Поднявшись из-за стола, недо-жених схватился за скатерть и резко дёрнул её, бросив на пол. Естественно вместе с тканью со звоном полетела и вся посуда с едой.
Лаура, стоя в стороне, с широко открытыми глазами смотрела на действо её работодателя.
Этим Марк не ограничился. Он протиснулся между охранниками, которые, услышав шум, мигом прибежали, и быстрым шагом отправился в гостиную, где начал устраивать настоящий погром.
Крушил всё, что попадалось ему на глаза, особенно доставалось мебели и зеркалам.
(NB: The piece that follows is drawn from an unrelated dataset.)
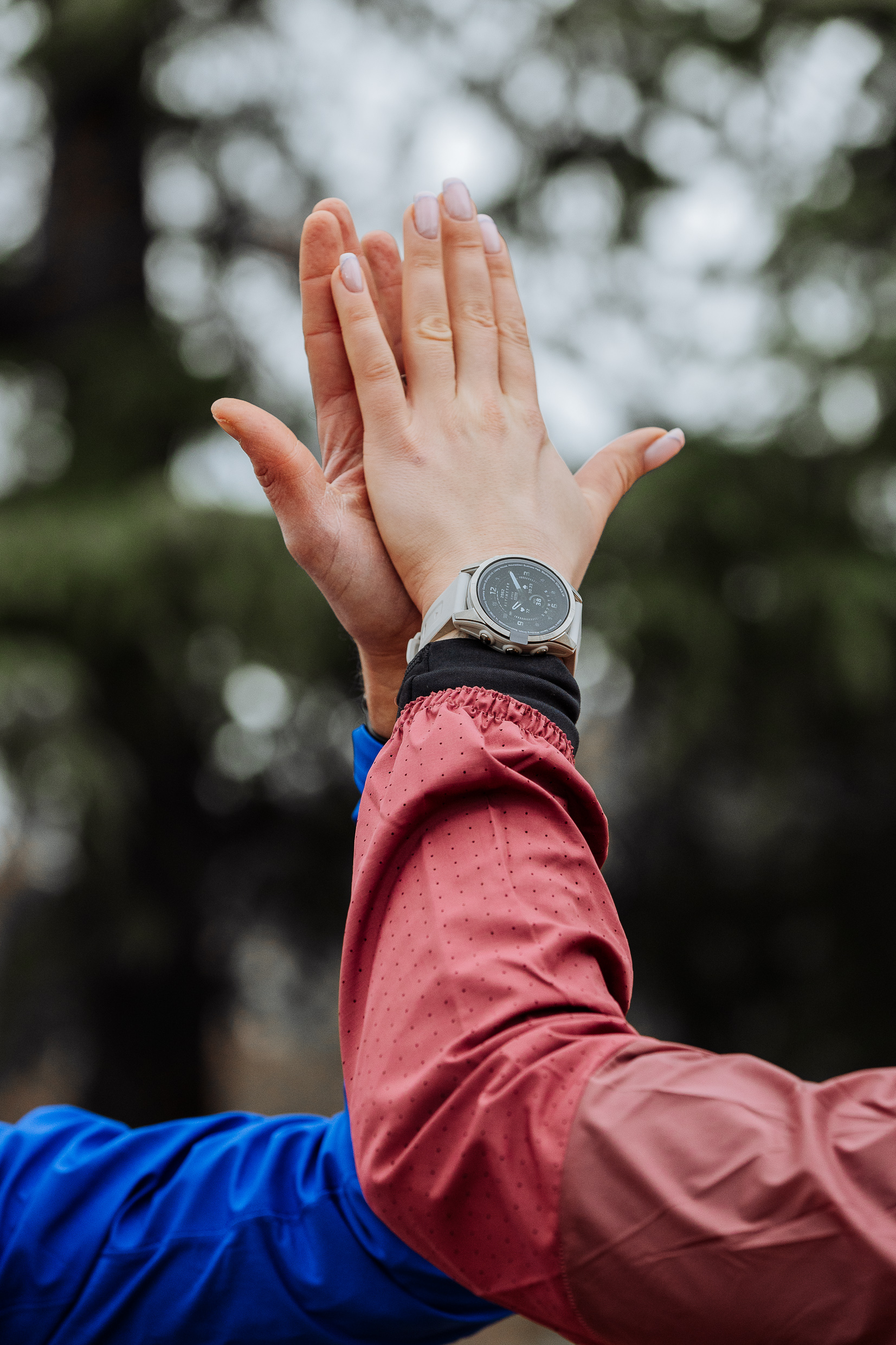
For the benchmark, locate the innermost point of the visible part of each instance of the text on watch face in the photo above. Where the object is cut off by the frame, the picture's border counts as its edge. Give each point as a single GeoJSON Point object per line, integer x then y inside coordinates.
{"type": "Point", "coordinates": [524, 598]}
Охранники вопросительно посмотрели на хозяина.
— Не трогайте. Пусть пар выпустит. В конце концов, это всего лишь вещи, — проговорил Эдуард Игнатьевич.
Все терпеливо ждали, когда мой недо-жених выпустит пар и успокоится. Полина сидела вся сжавшись и от каждого грохота тихонько вздрагивала и моргала. Скорей всего у неё возникли неприятные воспоминания, учитывая её тяжёлое детство. Все остальные были хоть и напряжены, но чувствовали себя более уверенно.
Вот только Лаура не смогла терпеть происходящее — шевеля своим грузным телом, она быстро удалилась. А потом, когда Марк всё-таки выдохся и уставший присел на искромсанный осколком от зеркала диван, в гостиной появилась служанка, переодетая в простой спортивный костюм и везущая за собой два чемодана на колёсиках.